Increased mining development on the horizon has the Conference Board of Canada predicting growth for the Yukon’s economy.

The board’s annual forecast, released this morning, is predicting the Yukon’s real GDP will grow by an average of 6.9 per cent annually over 2018–25.

“Mineral production will peak in the last half of the 2020s and real GDP growth is expected to taper off over the remaining 15 years of the forecast,” the report says.

Currently Minto mine is the only producing mine in the territory, said Marie-Christine Bernard, director of the provincial and territorial forecast service.

“But conditions are looking better now, commodity prices have been increasing over the last year and just general conditions for the mining sector have improved,” she said.

Mining output will grow at an average annual rate of 17 per cent over 2018–25, the report says.
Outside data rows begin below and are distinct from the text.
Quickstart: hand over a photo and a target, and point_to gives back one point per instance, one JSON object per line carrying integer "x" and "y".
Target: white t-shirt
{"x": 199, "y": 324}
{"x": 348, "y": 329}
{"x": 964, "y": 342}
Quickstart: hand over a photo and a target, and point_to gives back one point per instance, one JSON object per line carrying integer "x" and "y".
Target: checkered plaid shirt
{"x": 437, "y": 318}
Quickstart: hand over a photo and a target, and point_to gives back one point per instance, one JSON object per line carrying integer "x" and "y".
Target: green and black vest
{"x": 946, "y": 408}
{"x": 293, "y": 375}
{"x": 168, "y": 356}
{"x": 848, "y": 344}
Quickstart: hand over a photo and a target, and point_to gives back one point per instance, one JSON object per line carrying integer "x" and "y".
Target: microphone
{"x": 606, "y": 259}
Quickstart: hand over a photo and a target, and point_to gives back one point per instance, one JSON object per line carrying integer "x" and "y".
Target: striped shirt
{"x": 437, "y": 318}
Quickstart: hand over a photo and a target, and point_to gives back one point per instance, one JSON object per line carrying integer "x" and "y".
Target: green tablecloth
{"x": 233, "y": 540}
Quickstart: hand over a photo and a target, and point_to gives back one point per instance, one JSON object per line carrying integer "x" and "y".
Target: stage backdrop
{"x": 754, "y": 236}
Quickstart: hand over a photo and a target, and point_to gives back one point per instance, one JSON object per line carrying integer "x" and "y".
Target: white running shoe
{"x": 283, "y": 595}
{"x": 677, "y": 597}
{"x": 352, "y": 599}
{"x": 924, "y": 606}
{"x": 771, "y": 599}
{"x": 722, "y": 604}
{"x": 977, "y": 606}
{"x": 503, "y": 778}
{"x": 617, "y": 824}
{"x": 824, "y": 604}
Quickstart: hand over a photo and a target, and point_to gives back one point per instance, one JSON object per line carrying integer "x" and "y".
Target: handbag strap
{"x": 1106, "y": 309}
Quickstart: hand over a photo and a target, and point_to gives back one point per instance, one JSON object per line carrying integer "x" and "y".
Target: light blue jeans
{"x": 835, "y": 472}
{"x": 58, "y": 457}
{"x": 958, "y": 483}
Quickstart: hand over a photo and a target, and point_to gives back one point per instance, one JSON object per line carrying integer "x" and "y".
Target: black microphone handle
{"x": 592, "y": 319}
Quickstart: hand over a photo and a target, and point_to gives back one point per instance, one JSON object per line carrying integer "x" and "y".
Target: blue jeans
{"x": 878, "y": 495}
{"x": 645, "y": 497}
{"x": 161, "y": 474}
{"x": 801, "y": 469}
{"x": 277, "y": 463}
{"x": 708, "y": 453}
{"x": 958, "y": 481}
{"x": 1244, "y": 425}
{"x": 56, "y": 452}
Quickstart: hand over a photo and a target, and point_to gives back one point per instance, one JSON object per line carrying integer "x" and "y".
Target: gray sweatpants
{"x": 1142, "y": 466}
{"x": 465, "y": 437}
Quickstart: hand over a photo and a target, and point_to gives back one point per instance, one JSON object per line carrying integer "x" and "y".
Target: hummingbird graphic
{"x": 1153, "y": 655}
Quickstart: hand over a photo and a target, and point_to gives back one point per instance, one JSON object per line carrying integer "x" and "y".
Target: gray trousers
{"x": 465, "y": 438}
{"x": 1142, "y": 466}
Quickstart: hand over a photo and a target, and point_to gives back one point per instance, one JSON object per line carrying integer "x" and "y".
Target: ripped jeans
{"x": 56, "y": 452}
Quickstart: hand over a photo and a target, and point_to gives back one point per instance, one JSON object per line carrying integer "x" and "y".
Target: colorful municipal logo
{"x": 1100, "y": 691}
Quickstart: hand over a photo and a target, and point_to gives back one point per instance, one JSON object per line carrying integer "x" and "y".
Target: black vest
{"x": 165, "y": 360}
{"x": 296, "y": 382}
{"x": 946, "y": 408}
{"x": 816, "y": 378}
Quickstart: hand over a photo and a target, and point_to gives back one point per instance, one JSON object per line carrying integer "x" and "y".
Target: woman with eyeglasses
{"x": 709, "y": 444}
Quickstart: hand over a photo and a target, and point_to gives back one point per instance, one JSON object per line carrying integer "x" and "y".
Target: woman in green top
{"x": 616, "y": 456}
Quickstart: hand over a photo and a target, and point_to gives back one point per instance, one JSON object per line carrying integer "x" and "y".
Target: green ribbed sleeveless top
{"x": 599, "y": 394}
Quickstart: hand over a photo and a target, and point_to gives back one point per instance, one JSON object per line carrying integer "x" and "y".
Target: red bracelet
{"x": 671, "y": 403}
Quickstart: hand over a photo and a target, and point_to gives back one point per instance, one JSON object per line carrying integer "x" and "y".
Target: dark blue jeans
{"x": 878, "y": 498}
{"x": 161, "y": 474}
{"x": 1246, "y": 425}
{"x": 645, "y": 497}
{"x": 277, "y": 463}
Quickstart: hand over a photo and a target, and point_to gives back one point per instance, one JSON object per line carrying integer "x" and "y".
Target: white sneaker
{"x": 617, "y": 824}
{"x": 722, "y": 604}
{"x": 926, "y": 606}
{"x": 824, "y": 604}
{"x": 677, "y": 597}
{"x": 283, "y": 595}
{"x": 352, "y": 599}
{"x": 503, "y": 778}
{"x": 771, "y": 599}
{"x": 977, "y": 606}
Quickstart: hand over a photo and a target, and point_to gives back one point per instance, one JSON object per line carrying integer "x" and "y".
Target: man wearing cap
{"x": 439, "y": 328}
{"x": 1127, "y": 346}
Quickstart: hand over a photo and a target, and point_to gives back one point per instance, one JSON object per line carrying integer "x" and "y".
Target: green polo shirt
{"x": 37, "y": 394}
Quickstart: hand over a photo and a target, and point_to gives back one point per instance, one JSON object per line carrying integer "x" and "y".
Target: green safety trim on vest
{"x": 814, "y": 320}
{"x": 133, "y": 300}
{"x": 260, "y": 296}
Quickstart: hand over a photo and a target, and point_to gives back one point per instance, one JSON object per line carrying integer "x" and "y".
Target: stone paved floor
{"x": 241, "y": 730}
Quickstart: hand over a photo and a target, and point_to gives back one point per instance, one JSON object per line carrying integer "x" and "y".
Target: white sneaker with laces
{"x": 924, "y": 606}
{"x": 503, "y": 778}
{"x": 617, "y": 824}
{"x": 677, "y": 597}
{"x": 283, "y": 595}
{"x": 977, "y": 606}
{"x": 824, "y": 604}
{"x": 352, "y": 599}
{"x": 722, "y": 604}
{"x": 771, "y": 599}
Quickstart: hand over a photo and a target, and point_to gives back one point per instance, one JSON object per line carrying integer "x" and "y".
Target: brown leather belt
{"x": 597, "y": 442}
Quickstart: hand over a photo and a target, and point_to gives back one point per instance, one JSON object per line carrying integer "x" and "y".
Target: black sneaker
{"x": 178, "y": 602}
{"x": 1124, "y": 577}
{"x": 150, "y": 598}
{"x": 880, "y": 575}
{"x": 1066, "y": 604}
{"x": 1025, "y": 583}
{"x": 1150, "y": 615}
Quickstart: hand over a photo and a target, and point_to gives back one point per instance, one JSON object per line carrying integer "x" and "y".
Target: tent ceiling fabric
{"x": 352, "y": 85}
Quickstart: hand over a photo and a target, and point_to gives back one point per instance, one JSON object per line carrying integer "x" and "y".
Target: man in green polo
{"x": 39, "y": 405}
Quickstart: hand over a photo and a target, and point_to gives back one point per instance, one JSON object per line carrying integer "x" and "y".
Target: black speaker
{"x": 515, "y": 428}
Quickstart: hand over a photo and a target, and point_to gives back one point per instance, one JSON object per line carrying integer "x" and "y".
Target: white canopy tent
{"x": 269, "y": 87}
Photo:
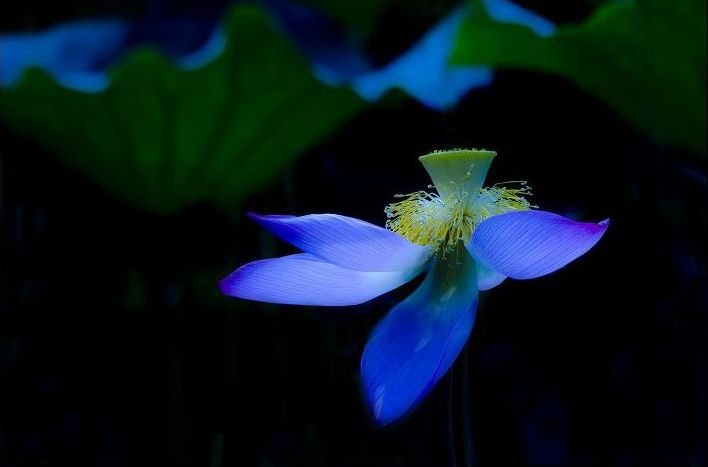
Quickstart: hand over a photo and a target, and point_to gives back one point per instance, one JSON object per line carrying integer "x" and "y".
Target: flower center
{"x": 443, "y": 222}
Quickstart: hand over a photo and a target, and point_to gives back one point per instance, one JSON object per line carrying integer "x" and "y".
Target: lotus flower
{"x": 468, "y": 238}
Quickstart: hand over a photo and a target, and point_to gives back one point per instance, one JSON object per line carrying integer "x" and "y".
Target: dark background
{"x": 117, "y": 348}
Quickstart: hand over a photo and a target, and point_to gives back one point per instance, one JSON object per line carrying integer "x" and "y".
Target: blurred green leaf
{"x": 364, "y": 17}
{"x": 646, "y": 59}
{"x": 164, "y": 138}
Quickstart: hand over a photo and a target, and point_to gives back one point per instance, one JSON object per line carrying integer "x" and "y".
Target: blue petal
{"x": 528, "y": 244}
{"x": 304, "y": 279}
{"x": 416, "y": 343}
{"x": 347, "y": 242}
{"x": 488, "y": 278}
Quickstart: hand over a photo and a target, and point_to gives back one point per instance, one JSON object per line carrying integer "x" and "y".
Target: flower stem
{"x": 460, "y": 434}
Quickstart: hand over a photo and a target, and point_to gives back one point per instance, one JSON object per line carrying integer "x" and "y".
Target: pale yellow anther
{"x": 445, "y": 222}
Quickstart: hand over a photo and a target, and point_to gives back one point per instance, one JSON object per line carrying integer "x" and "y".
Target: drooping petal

The conference board’s predictions are based in part on the assumption that three new mines will be coming to the territory — Victoria Gold’s Eagle mine, the Coffee mine and the large Casino mine project.

While construction has begun on the Eagle mine and production is expected to start next year, both Coffee and Casino have yet to get complete regulatory approval.

The Coffee project is currently working its way through the Yukon Environmental and Socio-economic Assessment Board approvals process.

Casino on the other hand is further away. The mine, if it is approved, will be the largest mine in the history of Yukon, the report says.

Casino Mining Corporation has previously said it hopes to have its proposal resubmitted to the assessment board by the end of 2018.

The project will be facing a panel review, the highest level of environmental assessment in the Yukon.

The conference board says it based its forecast on the assumption that the mine’s four-year construction period will begin in the early 2020s, with first gold midway through the decade. “Once in operation, almost 900 people will be employed at the mine for a total of 22 years,” the report says.

The board hasn’t always included Casino in its projections, Bernard said.

“It looked in our opinion it’s likely it will go ahead. But it’s a volatile industry as well so I would say there is some kind of caution with this.”

Without Casino the forecast for the early 2020s would look different, she said.

“In the 2020s we would see growth a lot weaker in the Yukon. That’s mainly the project that’s pulling up growth in the next decade.”

Bernard said she couldn’t speak to how much of the positive outlook for mining was caused by government intervention versus changes in the international market. “But I think it’s mostly dependant on conditions outside of Canada’s control or the Yukon’s control in this sense.”

The report acknowledges that many of the jobs created by these new mines will go to fly-in/fly-out workers.

“I think it’s still positive because all of the investment still occurs in the territory. Obviously not all the jobs are filled by residents so that’s where the territory might lose out a little bit,” Bernard said.

Yukon’s unemployment rate will remain at around 4 per cent for the next few years before it begins rising after mining output peaks in 2026, the report says.

“It will take more than 1,500 workers to operate the Casino, Coffee, and Eagle mines when they all are in commercial production.”

According to the forecast, the Yukon population will age more rapidly than in the other two territories, and that will put more pressure on government spending.

“Health care accounted for 31.2 per cent of territorial spending in 2016-17. Over the forecast, it will grow faster than any other segment of Yukon’s budget, eating up 44 per cent of the territorial government’s budget by 2040.”

The board says its revenue estimates beyond 2019 are more positive than those of the Yukon government because it included the assumption that Casino mine would begin construction in the early 2020s.

“All told, the revenue gains will not be enough to avoid deficits in the final 10 years of the forecast. Rising dependency ratios will leave a smaller cohort of working-aged people to support a growing number of older Yukoners requiring more health care services,” the report says.

“Strong revenue growth over the next 10 years will prevent deficits in most of the 2020s, but expenditures will catch up with revenues by 2028-29 and the deficit will balloon in the years that follow. “

The conference board says keeping the Yukon’s budget in the black is “already a tall order for the Yukon government.”

“The rising costs of delivering health care, education, and social programs forced the territory into deficit in 2016–17. With little room to manoeuvre, it will be difficult for the government to maintain a balanced budget in the face of even minor shocks to the economy,” the report says.